Doron Cohen, CEO of Covercy, a cross-border business payments service enabling up to 80% cheaper transactional fees than traditional banks said:
“Sterling’s plunge is an indication that the markets clearly believe that there will be a ‘hard’ Brexit, following on from Theresa May’s comments over the weekend. In the short term, this means that the currency’s value could plumb new depths due to the atmosphere of uncertainty, with the slightest pronouncement having a profound impact on the currency markets.
“The big question is if Britain will lose access to the single market. If it does, in the longer term, financial organisations, both big and small will face a much more complicated regulatory structure. Currently, organisations, such asCovercy, can operate anywhere within the European Union. However, if single market access is lost, two separate licences will be required, one for the EU and one for Britain.

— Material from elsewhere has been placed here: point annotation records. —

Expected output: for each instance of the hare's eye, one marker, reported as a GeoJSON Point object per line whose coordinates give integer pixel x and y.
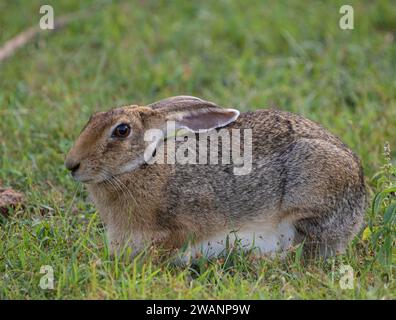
{"type": "Point", "coordinates": [121, 131]}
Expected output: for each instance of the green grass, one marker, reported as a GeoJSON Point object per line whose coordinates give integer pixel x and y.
{"type": "Point", "coordinates": [244, 54]}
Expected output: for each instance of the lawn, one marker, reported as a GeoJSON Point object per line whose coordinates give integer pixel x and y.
{"type": "Point", "coordinates": [243, 54]}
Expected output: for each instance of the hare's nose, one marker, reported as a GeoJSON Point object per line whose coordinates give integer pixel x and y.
{"type": "Point", "coordinates": [72, 166]}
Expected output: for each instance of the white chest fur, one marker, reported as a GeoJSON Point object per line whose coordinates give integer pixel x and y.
{"type": "Point", "coordinates": [262, 240]}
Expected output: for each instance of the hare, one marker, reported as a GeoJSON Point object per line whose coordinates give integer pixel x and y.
{"type": "Point", "coordinates": [302, 184]}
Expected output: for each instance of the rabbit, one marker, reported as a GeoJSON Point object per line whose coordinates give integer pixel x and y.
{"type": "Point", "coordinates": [304, 185]}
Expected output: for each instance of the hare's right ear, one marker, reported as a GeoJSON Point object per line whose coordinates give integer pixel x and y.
{"type": "Point", "coordinates": [193, 113]}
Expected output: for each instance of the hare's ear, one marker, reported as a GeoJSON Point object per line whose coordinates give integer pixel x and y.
{"type": "Point", "coordinates": [194, 114]}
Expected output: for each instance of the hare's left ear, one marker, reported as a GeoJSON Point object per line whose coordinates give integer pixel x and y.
{"type": "Point", "coordinates": [194, 114]}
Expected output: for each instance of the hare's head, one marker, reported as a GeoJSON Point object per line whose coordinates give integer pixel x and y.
{"type": "Point", "coordinates": [113, 142]}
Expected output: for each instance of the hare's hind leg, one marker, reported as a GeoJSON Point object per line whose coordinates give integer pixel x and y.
{"type": "Point", "coordinates": [327, 235]}
{"type": "Point", "coordinates": [324, 195]}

The consequences of what this actually means and how much red tape will be involved is the real unknown for financial businesses, however it is safe to say that jobs in the financial sector in the UK would be lost to other EU regions, with Frankfurt being the most likely destination to benefit most.”
“Also, there will be an adverse long term effect on UK exporters. Currently they are enjoying the short term benefit of the historically low sterling rate, but if single market access is lost, they will have to face import taxes imposed on their products in large EU countries, making it harder for them to compete against EU based exporters.”